Travelers will need to stay organized ahead of time. Credit: CNN
Fortunately, airlines are finally fully embracing some of the “most important requirements” of air travelers who take part in the most classic travel rituals — book a ticket (so that you know where you’re heading), check and prep for your flight’s early departure, and buy or print out your boarding pass.
“Upgrades have been a frequent item on my list,” said Lauren Schwartz, a global head of marketing for the wealth management business of JPMorgan Chase. “It has been easy in the past to leave the point of purchase before determining if it was a worthy upgrade.”
Part of this shift toward treating air travel more like the tangible items to which consumers and consumers-to-be are accustomed can be credited to Ryanair , which has had its fill of a customer backlash after canceling hundreds of flights. The “cancellation Christmas” travel nightmare that occurred over the winter holidays gave the low-cost carrier a major opportunity to look at how they can better manage customer experience.
But there is more to the story than just responding to the high cost of labor (who wants to check a bag and lose it when you can immediately resell it on a secondary market?) and the potential risk of an enraged customer.
.@Ryanair & @IAI_PR have revealed their Holiday 2018 flight schedule. What are your thoughts on the schedule? 🌈 📺️ #IAAATravel pic.twitter.com/GslucMN3wI — IAA – American Airlines (@IAI) November 7, 2018
The rise of the hybrid airline
While American Airlines may be the only U.S. airline to keep its name, the picture of the future of air travel may not be bright for its competitors.
In fact, those are some of the top concerns for American travelers.
“We are starting to see some of the more known legacy airlines give way to their less well-known, low-cost, brand-new low-cost counterparts,” notes Joseph Spak, a founding director of International Airline Strategy and Research at CAPA. “Both recognize that travelers’ experiences need to be better, faster, and cheaper in order to continue to remain relevant.”
“Our predictions for 2020 are for fewer mainline carriers, more low-cost carriers, and more freestanding or branch-off brands,” says Spak. “Being able to situate your home base, or out-of-network secondary destinations, in a mobile cloud or on a separate aircraft with a different brand, appeals to Americans more than ever.
“America’s leading carriers may seek to own the identity of their home locations as tightly as they do their full-service headquarters. The medium to long-term winners will be those that can meet travelers needs, optimize operational efficiency, and optimize brand connectivity.”
Faced with these new challenges, air travel may need to step up its game.
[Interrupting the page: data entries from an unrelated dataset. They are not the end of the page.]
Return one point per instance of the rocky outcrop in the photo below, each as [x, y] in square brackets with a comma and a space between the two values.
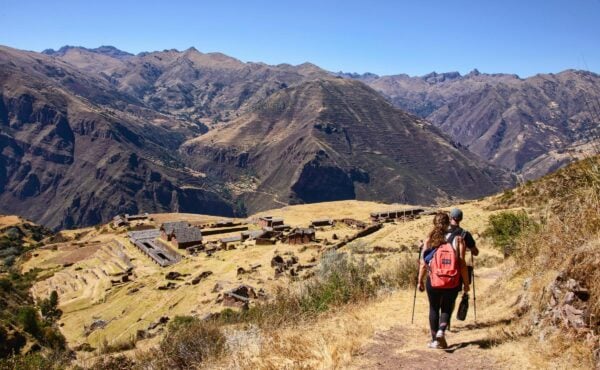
[508, 120]
[336, 139]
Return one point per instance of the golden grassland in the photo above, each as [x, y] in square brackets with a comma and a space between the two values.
[341, 338]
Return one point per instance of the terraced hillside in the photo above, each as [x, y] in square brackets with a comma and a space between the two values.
[337, 139]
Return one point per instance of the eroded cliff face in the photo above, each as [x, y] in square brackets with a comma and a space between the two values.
[69, 161]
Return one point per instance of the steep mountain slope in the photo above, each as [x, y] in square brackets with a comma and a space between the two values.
[191, 84]
[505, 119]
[75, 151]
[333, 139]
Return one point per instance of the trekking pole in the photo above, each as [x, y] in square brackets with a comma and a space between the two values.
[474, 295]
[412, 320]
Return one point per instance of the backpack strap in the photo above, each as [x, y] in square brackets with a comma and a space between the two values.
[456, 232]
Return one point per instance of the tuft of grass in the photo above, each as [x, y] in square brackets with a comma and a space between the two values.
[564, 246]
[190, 343]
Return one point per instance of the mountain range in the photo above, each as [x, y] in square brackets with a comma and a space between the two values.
[88, 133]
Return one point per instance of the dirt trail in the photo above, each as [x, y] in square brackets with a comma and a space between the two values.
[404, 346]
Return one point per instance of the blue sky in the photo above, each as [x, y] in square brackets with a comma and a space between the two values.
[384, 37]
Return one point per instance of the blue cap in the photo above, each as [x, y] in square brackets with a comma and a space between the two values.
[456, 214]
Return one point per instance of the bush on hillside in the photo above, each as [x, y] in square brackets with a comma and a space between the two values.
[505, 228]
[189, 343]
[402, 275]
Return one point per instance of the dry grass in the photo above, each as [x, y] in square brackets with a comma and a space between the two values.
[566, 245]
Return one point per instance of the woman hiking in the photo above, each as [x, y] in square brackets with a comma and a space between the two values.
[444, 264]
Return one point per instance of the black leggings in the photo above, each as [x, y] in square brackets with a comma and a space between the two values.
[441, 303]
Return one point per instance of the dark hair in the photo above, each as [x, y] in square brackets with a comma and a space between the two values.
[437, 236]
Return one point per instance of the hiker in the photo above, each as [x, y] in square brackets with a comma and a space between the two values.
[444, 266]
[454, 231]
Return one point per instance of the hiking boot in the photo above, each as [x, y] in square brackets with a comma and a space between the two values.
[434, 344]
[440, 337]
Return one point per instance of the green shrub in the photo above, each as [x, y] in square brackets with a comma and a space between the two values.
[117, 346]
[504, 229]
[119, 362]
[5, 285]
[403, 274]
[27, 317]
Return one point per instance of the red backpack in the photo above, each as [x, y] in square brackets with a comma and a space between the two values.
[444, 270]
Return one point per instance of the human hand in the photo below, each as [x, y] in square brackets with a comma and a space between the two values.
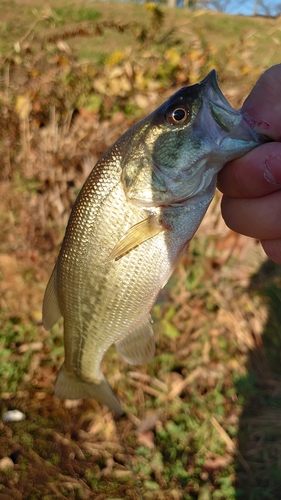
[251, 185]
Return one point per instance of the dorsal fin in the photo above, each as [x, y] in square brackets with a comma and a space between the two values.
[137, 234]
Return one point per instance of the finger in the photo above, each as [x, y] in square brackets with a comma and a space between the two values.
[256, 217]
[262, 108]
[255, 174]
[272, 249]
The big issue could be a pilot shortage, which, if anything, is only going to get worse in the coming years.
“There’s a pretty significant shortage of qualified pilots around the world, with it particularly looking like it’s more a U.S. phenomenon than one or two other countries,” Spak said.
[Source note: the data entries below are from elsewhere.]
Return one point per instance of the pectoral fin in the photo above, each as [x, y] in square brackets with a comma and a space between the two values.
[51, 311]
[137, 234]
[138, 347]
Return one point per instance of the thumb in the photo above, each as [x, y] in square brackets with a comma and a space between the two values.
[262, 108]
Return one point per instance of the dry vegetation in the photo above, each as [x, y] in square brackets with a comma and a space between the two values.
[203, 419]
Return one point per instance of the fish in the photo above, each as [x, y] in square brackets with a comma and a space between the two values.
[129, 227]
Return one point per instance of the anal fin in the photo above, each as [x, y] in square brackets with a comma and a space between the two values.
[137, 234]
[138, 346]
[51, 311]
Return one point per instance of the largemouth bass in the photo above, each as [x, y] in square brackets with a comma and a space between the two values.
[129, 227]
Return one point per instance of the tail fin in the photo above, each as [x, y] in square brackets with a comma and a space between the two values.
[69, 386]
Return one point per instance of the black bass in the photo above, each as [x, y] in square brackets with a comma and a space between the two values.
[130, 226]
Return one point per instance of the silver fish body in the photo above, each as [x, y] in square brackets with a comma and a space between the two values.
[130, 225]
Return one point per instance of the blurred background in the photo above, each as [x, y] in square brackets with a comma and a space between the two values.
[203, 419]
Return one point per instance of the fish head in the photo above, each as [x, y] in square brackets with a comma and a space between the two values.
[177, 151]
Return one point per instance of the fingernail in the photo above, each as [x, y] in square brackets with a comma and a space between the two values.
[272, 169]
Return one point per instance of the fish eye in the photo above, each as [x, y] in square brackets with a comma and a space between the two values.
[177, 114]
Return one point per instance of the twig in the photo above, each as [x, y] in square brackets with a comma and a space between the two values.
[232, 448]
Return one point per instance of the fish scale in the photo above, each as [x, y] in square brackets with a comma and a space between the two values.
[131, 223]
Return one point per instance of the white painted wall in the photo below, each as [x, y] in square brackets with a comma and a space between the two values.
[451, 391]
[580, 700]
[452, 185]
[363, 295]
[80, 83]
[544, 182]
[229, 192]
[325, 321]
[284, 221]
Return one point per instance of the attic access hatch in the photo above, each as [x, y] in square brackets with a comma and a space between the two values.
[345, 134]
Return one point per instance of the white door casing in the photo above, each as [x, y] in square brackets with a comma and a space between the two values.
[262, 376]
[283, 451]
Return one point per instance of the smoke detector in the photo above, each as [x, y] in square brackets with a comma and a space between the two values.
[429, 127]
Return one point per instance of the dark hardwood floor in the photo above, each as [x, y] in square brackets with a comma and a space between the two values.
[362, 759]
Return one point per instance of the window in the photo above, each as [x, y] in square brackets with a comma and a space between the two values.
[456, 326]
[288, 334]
There’s a big pilot shortage — and not just in the U.S. Credit: CNN
“There’s no more lenient and easy-to-dispense permits for foreign nationals to become pilots in the United States, and if you look at visa requirements for low-cost airlines, especially, they’re ridiculously high, and I really think that’s one of the things that’s holding it back.”
Having airlines accept that for many travelers, the one-hour wait in check-in has always been the root of air travel’s challenges, a pay cut could encourage more airlines to recognize that a one-hour wait has become increasingly annoying, indeed.